I must first say that I would be happy to do the change if there were a test document to see the issue. Having said that, here is what makes me believe that comment 16 does not relate to this issue, and also arguable.

This issue is not about styles. It is about default choice of settings that are used in absence of styles (specifically, fonts) information. And the fix does not touch any styles: rather, it controls what is on Tools-Options-LibreOffice Writer-Basic Fonts (and that incidentally controls styles as a side-effect). And there is an entry specifically for headings, so that would be trivial to extend the fix to that entry.

What stops me is that I have no document which would be opened differently depending on the default font for headings. I suppose that in MS Word, you just cannot declare a paragraph a heading, skip the font information and have it shown with Cambria (chosen by Word by default).

What you describe in steps 1-6, is totally different thing.
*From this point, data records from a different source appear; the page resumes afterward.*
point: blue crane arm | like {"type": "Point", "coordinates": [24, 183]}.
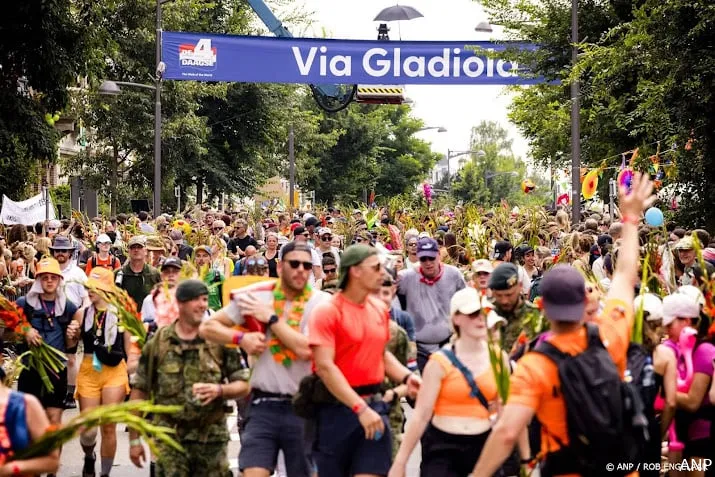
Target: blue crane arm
{"type": "Point", "coordinates": [269, 19]}
{"type": "Point", "coordinates": [329, 97]}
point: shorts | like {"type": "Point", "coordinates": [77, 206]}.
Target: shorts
{"type": "Point", "coordinates": [270, 426]}
{"type": "Point", "coordinates": [90, 382]}
{"type": "Point", "coordinates": [450, 455]}
{"type": "Point", "coordinates": [341, 449]}
{"type": "Point", "coordinates": [30, 382]}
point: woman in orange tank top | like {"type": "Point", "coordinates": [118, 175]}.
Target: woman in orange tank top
{"type": "Point", "coordinates": [450, 418]}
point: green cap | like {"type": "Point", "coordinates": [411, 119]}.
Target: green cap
{"type": "Point", "coordinates": [353, 255]}
{"type": "Point", "coordinates": [190, 289]}
{"type": "Point", "coordinates": [505, 276]}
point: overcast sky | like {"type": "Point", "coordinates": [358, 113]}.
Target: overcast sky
{"type": "Point", "coordinates": [456, 108]}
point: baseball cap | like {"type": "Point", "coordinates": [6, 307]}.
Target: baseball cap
{"type": "Point", "coordinates": [651, 304]}
{"type": "Point", "coordinates": [563, 290]}
{"type": "Point", "coordinates": [104, 238]}
{"type": "Point", "coordinates": [685, 243]}
{"type": "Point", "coordinates": [427, 247]}
{"type": "Point", "coordinates": [172, 262]}
{"type": "Point", "coordinates": [505, 276]}
{"type": "Point", "coordinates": [482, 265]}
{"type": "Point", "coordinates": [137, 240]}
{"type": "Point", "coordinates": [466, 301]}
{"type": "Point", "coordinates": [190, 289]}
{"type": "Point", "coordinates": [501, 248]}
{"type": "Point", "coordinates": [679, 305]}
{"type": "Point", "coordinates": [48, 265]}
{"type": "Point", "coordinates": [353, 255]}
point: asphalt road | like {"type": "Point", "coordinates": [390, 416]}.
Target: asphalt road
{"type": "Point", "coordinates": [73, 458]}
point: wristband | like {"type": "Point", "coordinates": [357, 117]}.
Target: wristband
{"type": "Point", "coordinates": [630, 219]}
{"type": "Point", "coordinates": [238, 337]}
{"type": "Point", "coordinates": [359, 407]}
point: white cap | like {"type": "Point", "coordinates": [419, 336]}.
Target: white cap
{"type": "Point", "coordinates": [693, 292]}
{"type": "Point", "coordinates": [651, 304]}
{"type": "Point", "coordinates": [482, 265]}
{"type": "Point", "coordinates": [494, 319]}
{"type": "Point", "coordinates": [104, 238]}
{"type": "Point", "coordinates": [466, 301]}
{"type": "Point", "coordinates": [679, 305]}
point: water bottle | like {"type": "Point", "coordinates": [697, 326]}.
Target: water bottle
{"type": "Point", "coordinates": [648, 379]}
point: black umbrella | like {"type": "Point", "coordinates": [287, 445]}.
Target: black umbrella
{"type": "Point", "coordinates": [397, 13]}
The file opens identically, what differs is not the existing data, but the program's choice WRT how to create a previously-absent style; and I am unsure that we should definitely try to mimic Word here (I might be wrong).

Yet, I repeat: if there is a way in DOCX to define a heading, skip fonts, and get Cambria - that would be legitimate reason to reopen this and appropriately extend the fix.